Barriers threaten metals trade

Barriers to trading of raw materials are becoming more common.

Reflecting a growing impatience with the foot-dragging pace of monetary reform in Russia, the European Community (EC) has imposed a 60,000-tonne limit on aluminum entering the EC between August and November, 1993. In announcing the limit, the EC cited injury to domestic suppliers and state energy subsidies and a complete lack of environmental standards and controls. The recent dissolution of the holdover Soviet-era constitution and parliament by Boris Yeltsin and a call for December elections may eventually bring some financial reform and hasten the move to a full market economy. Miners and manufacturers in the Commonwealth of Independent States (CIS) would then have to pay something close to world prices for energy and raw materials. Some producers would be uneconomic without state subsidies and would have to raise prices or shut down, reducing some of the cheap CIS metal exports. Elsewhere, such as in Japan and India where demand is already sluggish, the export of CIS materials is seriously hurting local producers and, in some cases, threatening closures. Metals identified for review include magnesium, titanium and silicomanganese.

Upstream, CIS-manufactured products such as titanium ingot and stainless bar are being offered in world markets at substantial discounts to local products. The growing reaction has been to propose the imposition of more tariffs.

In North America, particularly in the U.S., the number of trade complaints levelled against various countries and manufactured products (especially steel alloys) is reaching crisis levels. Solving one recent problem, the U.S. and EC have agreed to limit, by quota, a flood of CIS uranium exports which has resulted in a 2-tier market for CIS uranium.

Each tariff barrier increases pressure on the shipper and on the remaining market areas available to it. As long as CIS exports were only raw materials, there were few complaints by beneficiaries. As CIS exports start to move upstream, with more value added as manufactured products — and as they begin to threaten already high unemployment in affected countries — tariff reaction will be increasingly swifter and will apply to an ever-wider range of products.

It is hoped the threatened drop in CIS export earnings will hasten the change to full-market prices for all-product cost components, including the state-supported elements such as energy. Western miners would be immediate beneficiaries of such a move since they would no longer have to compete with CIS metal sold domestically at half the world prices and then promptly exported as scrap.

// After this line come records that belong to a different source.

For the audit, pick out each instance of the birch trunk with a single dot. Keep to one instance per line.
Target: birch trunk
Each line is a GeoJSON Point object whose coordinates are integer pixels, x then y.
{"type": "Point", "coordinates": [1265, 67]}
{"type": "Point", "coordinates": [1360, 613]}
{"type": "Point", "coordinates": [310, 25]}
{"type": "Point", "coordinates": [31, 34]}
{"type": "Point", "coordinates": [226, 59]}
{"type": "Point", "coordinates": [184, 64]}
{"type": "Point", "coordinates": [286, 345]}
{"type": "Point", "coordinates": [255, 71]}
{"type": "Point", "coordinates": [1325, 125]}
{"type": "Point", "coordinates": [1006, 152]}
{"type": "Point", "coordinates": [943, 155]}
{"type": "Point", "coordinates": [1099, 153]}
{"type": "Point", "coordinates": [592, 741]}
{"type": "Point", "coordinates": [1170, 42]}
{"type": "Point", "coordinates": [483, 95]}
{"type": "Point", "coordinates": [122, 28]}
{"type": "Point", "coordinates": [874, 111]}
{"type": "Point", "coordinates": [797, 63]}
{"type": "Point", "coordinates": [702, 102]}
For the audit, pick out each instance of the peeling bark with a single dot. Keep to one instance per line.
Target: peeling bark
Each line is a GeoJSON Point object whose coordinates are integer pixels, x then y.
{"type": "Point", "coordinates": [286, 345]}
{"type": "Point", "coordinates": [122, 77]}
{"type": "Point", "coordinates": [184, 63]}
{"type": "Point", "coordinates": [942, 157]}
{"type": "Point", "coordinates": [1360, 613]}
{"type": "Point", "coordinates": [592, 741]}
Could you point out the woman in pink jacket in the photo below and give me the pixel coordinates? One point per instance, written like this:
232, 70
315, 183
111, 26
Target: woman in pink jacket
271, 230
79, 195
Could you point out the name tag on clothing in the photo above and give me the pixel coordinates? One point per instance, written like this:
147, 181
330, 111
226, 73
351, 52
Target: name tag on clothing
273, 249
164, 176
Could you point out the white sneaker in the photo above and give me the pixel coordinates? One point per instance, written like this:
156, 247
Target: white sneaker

During September, precious metals retreated to lower levels and then recovered some of their losses following the recent political upset in Russia and South Africa. Gold Fields Mineral Services released an interim 1993 gold update forecasting a 2% increase in mine output but a 6% drop in overall supply and demand for 1993. Still, September gold prices eased down, reaching US$355.75 (US$379.80) per oz. (All parenthetical figures refer to the previous month.)

Again in sympathy with gold, silver weakened and rebounded but also dropped, reaching US$4.24 (US$4.84) per oz. for the month.

Better auto sales and renewed Japanese buying supported platinum, which declined to US$362.81 (US$393.38) per oz., and palladium, which also was down, to US$121.03 (US$137.17) per oz. Spot rhodium moved ahead to US$980 (US$915) per oz.

As major producers only very slowly reduce output, base metal inventories are reaching highs not seen for years.

London Metal Exchange (LME) nickel prices slid to US$1.989 (US$2.14) per lb. as LME inventories jumped to 115,668 (106,260) tonnes, about 15% of consumption.

Dropping availability firmed cobalt September prices, holding Western brands at US$13 (US$12) per lb. and Russian products at US$11.50 (US$11). Forecasts presented at the recent Cobalt Development Institute conference show little change yet in overall supply, with production down in Zaire and toll output up at Russian refineries.

More closure announcements by secondary refineries, which account for half the supply, kept LME lead prices in a narrow range at US17.1 cents (US17.6 cents) per lb. as LME stocks again rose to 282,525 (278,000) tonnes. In spite of a temporary squeeze on copper, prices declined to US85.3 cents (US88.3 cents) per lb. Commodity Exchange of New York (Comex) stocks are falling, but the combined LME and Comex inventories rose again to 675,284 (608,542) tonnes.

Although more supply is looming from the surge in Chilean copper production, current closely held inventories and restrained producer sales strengthened molybdenum oxide at US$2.50-2.55 (US$2.25) per lb., with fourth-quarter quotes US20 cents per lb. higher.

Dragged down by weak European markets, LME zinc stocks increased again, reaching 797,650 (762,500) tonnes as prices eased slightly to US39.7 cents (US40.1 cents) per lb.

— Jack Dupuis is a minerals marketing consultant in Thornhill, Ont.